Latest update: April 24th, 2012
It’s been raining rumor and myth since the September 11 terrorist attacks on the United States. And though most of the so-called urban legends that now abound on the Internet and even make an appearance or two in mainstream news outlets are easily dispelled by their very outlandishness, there are some that just won’t go away.
Perhaps the most persistent is the claim that one of the Sept. 11 terrorists had been released from an Israeli prison at the insistence of the U.S. The following (or a very close variation) is the e-mail that has made its way to millions of Internet users worldwide over the past six or seven weeks:
In case you didn’t know…please pass it on. Terrorist pilot Mohammed Atta blew up a bus in Israel in 1986. The Israelis captured, tried and imprisoned him. As part of the Oslo agreement Israel had to agree to release so-called ‘political prisoners.’ However, they would not release any with “blood on their hands.” A well-meaning American president, Ronald Reagan, and his secretary of state, George Shultz, ‘insisted’ that all be released.
Thus Mr. Atta was freed and eventually “thanked” the U.S. by flying an airplane into tower one of the World Trade Center. This was reported by many of the networks at the time that the terrorists were first identified. It was censored in the U.S.A. from all later reports. The American public must be made aware of this fact.
We know this will burst the bubble of many a conspiracy theorist, but the only “fact” about the above-quoted e-mail is that it is nothing more than a patchwork of mistaken identity, historical illiteracy and outright falsehood, all adding up to one gargantuan lie. That the Monitor was still receiving versions of it as late as last week – after it had been thoroughly discredited by several newspapers and on a number of specialty websites – testifies both to the rumor-generating powers of the Internet and the boundless gullibility of the American public.
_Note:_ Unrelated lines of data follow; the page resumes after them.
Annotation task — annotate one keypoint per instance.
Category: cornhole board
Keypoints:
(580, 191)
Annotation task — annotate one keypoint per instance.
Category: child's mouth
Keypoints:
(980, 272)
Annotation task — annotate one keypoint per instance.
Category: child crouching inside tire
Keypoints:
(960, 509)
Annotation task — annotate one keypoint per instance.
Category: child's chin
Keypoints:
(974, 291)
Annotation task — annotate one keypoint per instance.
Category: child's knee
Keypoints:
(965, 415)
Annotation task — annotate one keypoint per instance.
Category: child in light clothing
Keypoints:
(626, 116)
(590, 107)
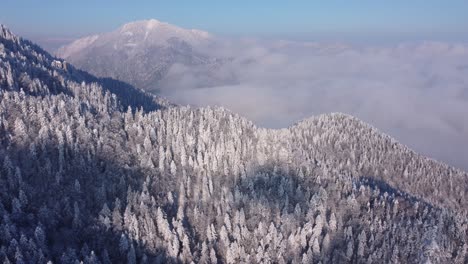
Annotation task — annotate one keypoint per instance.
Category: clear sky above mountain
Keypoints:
(59, 21)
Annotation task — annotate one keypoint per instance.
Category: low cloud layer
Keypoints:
(417, 93)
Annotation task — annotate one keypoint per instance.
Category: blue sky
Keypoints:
(406, 20)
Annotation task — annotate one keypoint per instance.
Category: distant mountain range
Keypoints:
(96, 171)
(141, 53)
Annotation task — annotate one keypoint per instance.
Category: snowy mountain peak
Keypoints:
(6, 33)
(130, 36)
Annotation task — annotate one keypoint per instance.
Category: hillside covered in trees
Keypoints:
(95, 170)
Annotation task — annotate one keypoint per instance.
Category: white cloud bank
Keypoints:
(417, 93)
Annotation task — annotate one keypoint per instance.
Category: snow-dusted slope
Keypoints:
(84, 180)
(140, 52)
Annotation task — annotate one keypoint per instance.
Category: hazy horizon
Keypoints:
(397, 62)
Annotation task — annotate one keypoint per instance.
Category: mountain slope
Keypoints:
(140, 53)
(84, 179)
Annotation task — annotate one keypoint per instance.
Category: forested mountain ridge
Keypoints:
(86, 177)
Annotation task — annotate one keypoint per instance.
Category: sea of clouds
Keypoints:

To begin with the matter of mistaken identity, back in 1986 a 33-year-old Palestinian named Mahmoud Atta (aka Mahmoud Abad Ahmad) shot up an Israeli bus, killing the driver and wounding several passengers. Some months later Atta, a naturalized American citizen, was apprehended in Venezuela and deported to the U.S. because there was no extradition treaty between Venezuela and Israel.
After spending three years in a U.S. jail, Atta was extradited to Israel where he was sentenced, in October 1991, to life in prison. The Israeli Supreme Court eventually freed him on a technicality, and his present whereabouts are unknown.
But as the Jerusalem Post reported earlier this month, that particular Mohammed Atta was a Palestinian born in Ramallah who would be 47 years old today; the Mohammed Atta identified by the FBI as one of the Sept. 11 terrorists was a 33-year-old Egyptian.
Now, about the e-mail’s historical illiteracy: As the myth-busting website Snopes.com points out, “The Atta who attacked a bus was arrested by the FBI and extradited to Israel, not ‘captured by Israelis,’ and his extradition didn’t take place until two years after Reagan left office. In fact, the Oslo agreement itself wasn’t signed until nearly five years after Reagan left office. All of this makes it rather difficult to support the claim that Atta was released under the terms of the Oslo agreement at the insistence of President Ronald Reagan and Secretary of State George Shultz.”
As for the e-mail’s outright falsehood, the misinformation about Atta was certainly not “censored in the U.S.A. from all later reports.” (Besides, only a cretin could believe that American journalists would knowingly “censor” a story this sensational if it were true.)
What happened was that while some news outlets initially ran stories that misidentified the Palestinian Atta as the Sept. 11 Atta, the erroneousness of those reports became obvious rather quickly – so that other than some embarrassed retractions, there were no “later reports.” This was not a case of a story being “censored” – there simply was no story there.